Include why each one happened or mattered.

Do this consistently for one week.

Closing thought

Your brain learns what you feed it. Feed it moments of light.

The smile experiment

Why this practice?

Smiling, even when not spontaneous, triggers the release of dopamine and serotonin. It can improve mood and reduce stress by activating positive facial feedback loops (NIH).

What is it?

A gentle, intentional smile to shift your emotional state.

How to use it

Sit quietly and relax your face.

Gently lift the corners of your mouth.

Hold the smile for 30 seconds and breathe slowly.

Closing thought

A smile can change your chemistry. Let it be your quiet superpower today.

Capture a moment

Why this practice?

Mindful photography enhances appreciation and slows down thought patterns. Studies show it boosts positive affect and present-moment awareness ().

What is it?

Taking a photo each day of something that brings joy or calm.

How to use it

Pause when something catches your eye.

Capture it without judgment or overthinking.

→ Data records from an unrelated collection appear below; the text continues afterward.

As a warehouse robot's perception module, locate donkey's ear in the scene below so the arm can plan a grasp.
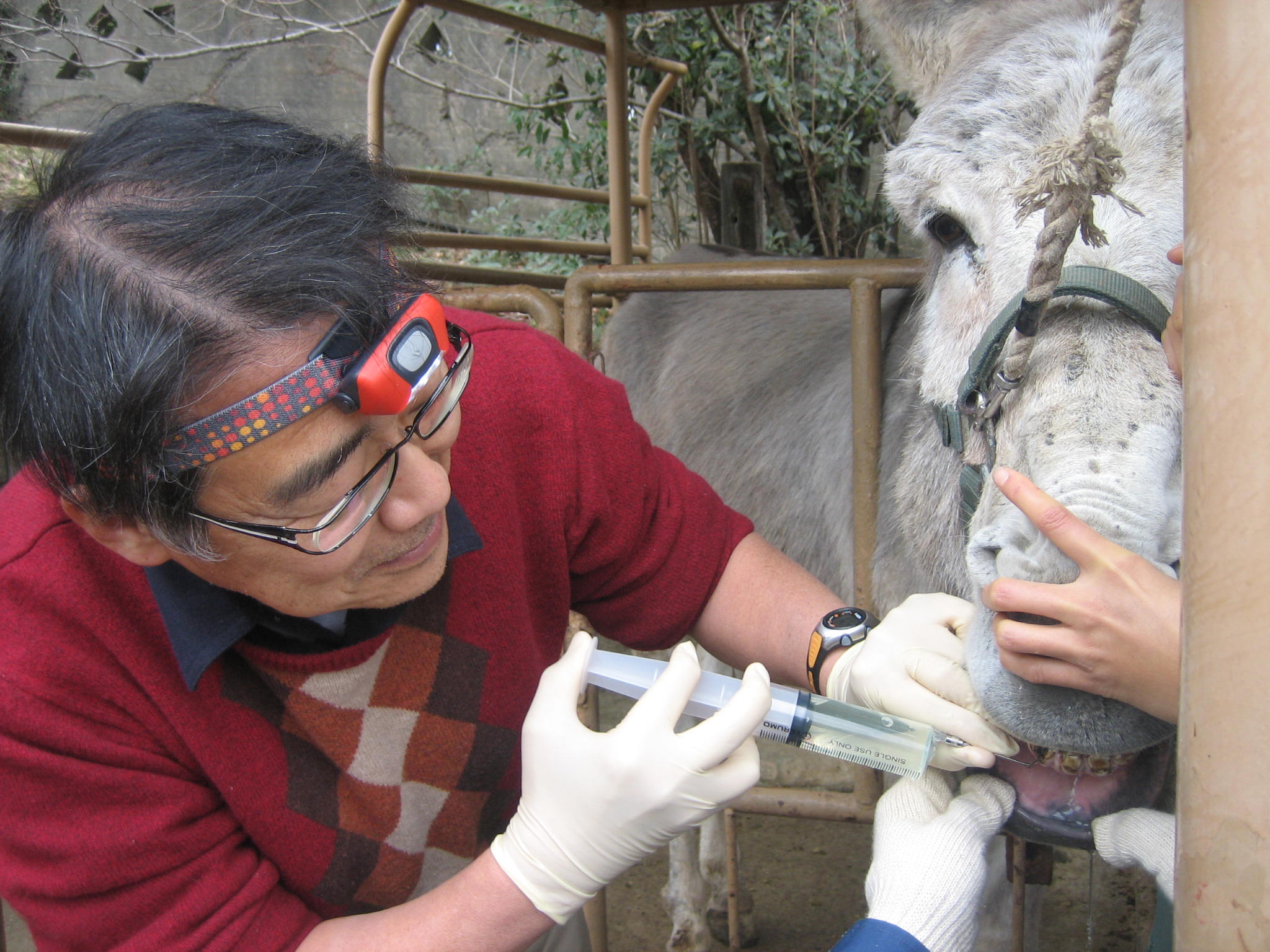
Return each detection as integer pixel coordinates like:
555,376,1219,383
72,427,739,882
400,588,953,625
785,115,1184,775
856,0,1035,108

Reflect briefly on why it stood out to you.

Closing thought

Beauty is always nearby. When you look for it, it grows.

The compliment habit

Why this practice?

Giving compliments strengthens social bonds and boosts mood for both the giver and receiver. Neuroscience shows that praise activates reward systems in the brain.

What is it?

A daily practice of offering a genuine compliment to someone.

How to use it

Each day, notice one positive thing about someone.

Say it out loud or send a message.

Keep it specific and sincere.

Closing thought

When you lift someone else, you rise too. Let your words be light today.

Every Day Ikigai

Why this practice?

In Japan, 'ikigai' means 'reason to live'. It reflects a philosophy of finding meaning in small, everyday experiences. A 2022 study in Frontiers in Psychology confirms that this mindset improves emotional well-being and resilience ().

What is it?

A conscious approach to life: finding beauty in the everyday. Coffee. Rain. A smile.

How to use it

Start your day with an intention: “Today I will see the beauty in the ordinary.”

Pause several times to notice what you feel, see, or hear.

End your day by reflecting on one meaningful moment.

Closing thought

Purpose isn’t in grand plans, but in small moments of attention. Today is enough. The art is in seeing it.

Focus on gratitude

Why this practice?

Gratitude practices are strongly supported by psychological research. A study published in PMC shows that people who practice gratitude regularly feel more optimistic and satisfied, while also lowering stress and improving sleep ().

What is it?

You can use your digital journal to write down three things you're grateful for each day.

How to use it

Pick a regular time, preferably in the evening.

Write down three specific things you appreciated today.

Include why it mattered to you.

Closing thought

Gratitude changes your lens. What you focus on grows. By writing daily, you train yourself to notice the good, no matter how small.